Mixed Results from Workplace Wellness Programs
Workplace wellness initiatives, which aim to encourage employees to improve their health through weight loss, better nutrition, reduced stress, and improved sleep, represent an $8 billion industry in the United States. A majority of large employers now provide some form of wellness program, a trend bolstered by incentives from the Affordable Care Act.
However, the effectiveness of these programs has remained uncertain. Numerous studies have produced contradictory findings, with some reporting cost savings and health improvements while others suggest that these programs are ineffective. Previous research often lacked proper comparison groups or failed to consider the inherent differences between those who enroll in wellness programs and those who do not.
Researchers from the University of Chicago and Harvard have conducted a significant study that overcomes some of these challenges. This large-scale, randomized controlled trial, published in JAMA, involved 20 BJ’s Wholesale Club locations offering a wellness program to all employees, compared to 140 stores without such programs.
Over a span of 18 months, employees participating in wellness programs reported healthier behaviors, such as increased exercise and weight management compared to their non-participating counterparts. However, there were no significant differences in health indicators like blood sugar levels, healthcare costs, or absenteeism. Job performance and employee retention also appeared unaffected.
Katherine Baicker, a co-author of the study and dean of the Harris School of Public Policy at the University of Chicago, suggests that while initial changes in health behavior are crucial for improvements in health and spending, employers hoping for reduced health costs and absenteeism may need to reconsider their strategies.

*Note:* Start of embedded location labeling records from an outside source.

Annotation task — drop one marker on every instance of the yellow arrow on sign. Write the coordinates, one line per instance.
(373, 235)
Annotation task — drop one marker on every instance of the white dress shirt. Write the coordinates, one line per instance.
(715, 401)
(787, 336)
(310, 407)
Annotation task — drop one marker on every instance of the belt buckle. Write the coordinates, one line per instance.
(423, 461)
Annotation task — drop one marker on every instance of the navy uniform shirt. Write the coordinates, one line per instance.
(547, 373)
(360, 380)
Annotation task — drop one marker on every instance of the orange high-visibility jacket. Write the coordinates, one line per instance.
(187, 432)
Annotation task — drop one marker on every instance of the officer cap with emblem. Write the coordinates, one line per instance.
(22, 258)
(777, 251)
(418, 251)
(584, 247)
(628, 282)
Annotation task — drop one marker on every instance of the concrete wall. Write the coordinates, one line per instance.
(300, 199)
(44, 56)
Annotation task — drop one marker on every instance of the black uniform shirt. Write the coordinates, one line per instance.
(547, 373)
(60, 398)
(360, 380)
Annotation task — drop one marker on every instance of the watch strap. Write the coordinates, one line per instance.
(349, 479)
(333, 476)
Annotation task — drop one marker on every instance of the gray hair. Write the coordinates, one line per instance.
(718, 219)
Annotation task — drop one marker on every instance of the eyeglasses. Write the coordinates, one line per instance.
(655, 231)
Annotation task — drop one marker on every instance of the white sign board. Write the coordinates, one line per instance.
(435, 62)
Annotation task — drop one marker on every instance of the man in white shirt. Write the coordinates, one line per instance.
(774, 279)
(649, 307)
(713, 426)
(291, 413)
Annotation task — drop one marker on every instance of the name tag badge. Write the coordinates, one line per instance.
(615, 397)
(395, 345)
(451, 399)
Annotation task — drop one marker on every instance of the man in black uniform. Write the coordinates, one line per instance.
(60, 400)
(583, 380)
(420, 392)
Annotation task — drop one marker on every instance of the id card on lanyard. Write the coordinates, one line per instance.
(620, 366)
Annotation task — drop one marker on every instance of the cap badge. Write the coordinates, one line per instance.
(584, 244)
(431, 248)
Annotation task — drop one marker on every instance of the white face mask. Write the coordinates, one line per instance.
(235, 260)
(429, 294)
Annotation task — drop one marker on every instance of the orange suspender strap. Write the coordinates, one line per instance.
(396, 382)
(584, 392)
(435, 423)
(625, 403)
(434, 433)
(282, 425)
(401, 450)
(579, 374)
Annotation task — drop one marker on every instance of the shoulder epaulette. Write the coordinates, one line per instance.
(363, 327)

The Kaiser Family Foundation has reported that 53% of small firms and 82% of large firms offer wellness programs related to lifestyle changes. However, the study highlighted that the incentives used in the BJ’s program were modest—averaging $250—which may not be sufficient to motivate significant health changes. Experts argue for more targeted approaches to better address specific health risks among employees.
In conclusion, both researchers and wellness program providers recognize that altering behaviors is complex and must encompass broader strategies, from cafeteria offerings to involving employees’ families in health initiatives. While the study’s duration may have been too short to track long-term results, its findings and recommendations invite further investigation into the future of workplace wellness efforts.